Lucca’ya gidecek olanlara gezilecek yerleri özet olarak vermek gerekirse; Roman Amfi-tiyatro, Lucca San Martino Katedrali, İtalyan besteci Puccini’nin ilk defa org çaldığı San Michele in Foro Kilisesi, Torro Guinigi (Guinigi Kulesi), 1112-1147 yılları arasında inşa edilen dış cephesinde iki tarafında meleklerle Hz. İsa'nın renkli mozaiklerinin bulunduğu içerisinde de Lucca'nın azizi olan Santa Zita'nın mumyalanmış olarak camekan içinde sergilenen mezarının olduğu San Frediano Kilisesi, üç tarafı yemyeşil ağaçlarla çevrili Piazza Napoleone (Napolyon Meydanı), yapılış tarihi 1660 yılına dayanan ve gezerken Barok etkisini villanın mimarisinde, süslü havuz ve heykellerinde görebileceğiniz Palazzo Pfanner ve bahçesi, 14. yüzyılda yapılan Palazzo Ducale (Dükler Sarayı) Lucca'da gezilecek yerlerdir.

Daha sonra tren istasyonuna döndük ve Floransa için kişi başı 7,50 Euroya bilet aldık. Biletimiz Santa Maria Novella (SMN) istasyonu içindi. Ancak boşu boşuna acele ettiğimizi anladık. Çünkü en yakın tren için yaklaşık bir saat istasyonda beklemek zorundaydık. Keşke biletimizi gelir gelmez alsaymışız ve tren saatlerini öğrenerek şehre girseymişiz. Çünkü yaklaşık her saat hareket eden trenlerden hangisine bindiğiniz çok önemli değil ve aldığınız bilet 60 gün boyunca geçerli oluyormuş. Makineye okuttuğunuz andan itibaren de altı saat içinde kullanmanız gerekiyormuş. Neyse bu bilgiler İtalya’ya bir gün tekrar yolumuz düşerse işe yarar veya gitmeyi düşünenlere de faydası olur.
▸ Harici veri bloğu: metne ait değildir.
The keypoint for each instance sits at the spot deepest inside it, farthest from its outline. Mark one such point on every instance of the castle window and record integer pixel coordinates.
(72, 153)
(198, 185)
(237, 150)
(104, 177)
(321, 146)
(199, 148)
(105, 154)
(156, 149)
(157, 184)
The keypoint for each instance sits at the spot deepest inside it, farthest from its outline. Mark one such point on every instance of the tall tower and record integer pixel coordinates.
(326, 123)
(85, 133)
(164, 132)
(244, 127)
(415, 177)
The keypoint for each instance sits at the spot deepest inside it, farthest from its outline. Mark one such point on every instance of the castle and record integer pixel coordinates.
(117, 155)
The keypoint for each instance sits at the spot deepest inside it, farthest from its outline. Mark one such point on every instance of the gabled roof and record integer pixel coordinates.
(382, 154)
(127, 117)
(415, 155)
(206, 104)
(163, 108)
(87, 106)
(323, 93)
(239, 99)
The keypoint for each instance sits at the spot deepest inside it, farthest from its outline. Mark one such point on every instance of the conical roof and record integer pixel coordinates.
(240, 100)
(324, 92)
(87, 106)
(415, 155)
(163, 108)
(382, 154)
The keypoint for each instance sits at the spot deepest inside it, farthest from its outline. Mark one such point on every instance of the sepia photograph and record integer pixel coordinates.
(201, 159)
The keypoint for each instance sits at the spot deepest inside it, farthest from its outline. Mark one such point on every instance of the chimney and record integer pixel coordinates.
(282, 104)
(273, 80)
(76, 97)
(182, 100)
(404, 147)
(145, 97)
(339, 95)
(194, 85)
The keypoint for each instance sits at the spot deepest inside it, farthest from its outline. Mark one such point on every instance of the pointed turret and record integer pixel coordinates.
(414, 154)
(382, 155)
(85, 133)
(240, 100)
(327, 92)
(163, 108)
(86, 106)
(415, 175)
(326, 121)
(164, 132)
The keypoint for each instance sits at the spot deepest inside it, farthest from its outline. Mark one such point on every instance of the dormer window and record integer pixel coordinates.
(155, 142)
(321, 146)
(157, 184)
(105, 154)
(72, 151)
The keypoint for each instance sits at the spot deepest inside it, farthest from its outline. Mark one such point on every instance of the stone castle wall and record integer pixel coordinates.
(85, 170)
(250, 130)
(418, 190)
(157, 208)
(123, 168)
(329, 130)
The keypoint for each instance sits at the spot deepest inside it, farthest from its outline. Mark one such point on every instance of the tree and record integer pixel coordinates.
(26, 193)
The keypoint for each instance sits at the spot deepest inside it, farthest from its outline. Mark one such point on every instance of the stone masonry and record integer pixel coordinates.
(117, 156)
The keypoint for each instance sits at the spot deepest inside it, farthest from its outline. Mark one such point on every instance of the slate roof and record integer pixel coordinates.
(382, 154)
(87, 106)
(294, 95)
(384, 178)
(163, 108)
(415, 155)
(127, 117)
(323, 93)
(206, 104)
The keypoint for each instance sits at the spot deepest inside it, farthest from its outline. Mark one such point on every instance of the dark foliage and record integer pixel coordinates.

Biz Lucca’da herhangi bir şey yiyip içemedik ama araştırıp gerekirse diye bulundurduğum listeyi belki faydası olur diye ekliyorum.

Peynir çeşitleri, fasulye, kereviz, soğan, ada çayı, kekik ve etle hazırlanan çorba "Farro", 

Soğan, bezelye, enginar, kuşkonmaz, taze fasulye, et ve bacon ile hazırlanan çorba "Garmugia",

Mısır unu ve parmesan peyniriyle fırında veya kızartılarak hazırlanan mantarlı polenta "Matuffi", 

Mevsim sebzeleri ile hazırlanan sufle "Sformato",

Kestane unu ile hazırlanan krep "Necci" (En çok bunda aklım kaldı).

Lucca, bu bölgeye yolunuz düşerse mutlaka görülmesi gereken küçük bir şehir ve dar sokaklarıyla, sevimli meydanlarıyla, güleryüzlü insanlarıyla sizi sarıp sarmalıyor. Biz çok sevdik ve umarım sizler de seversiniz.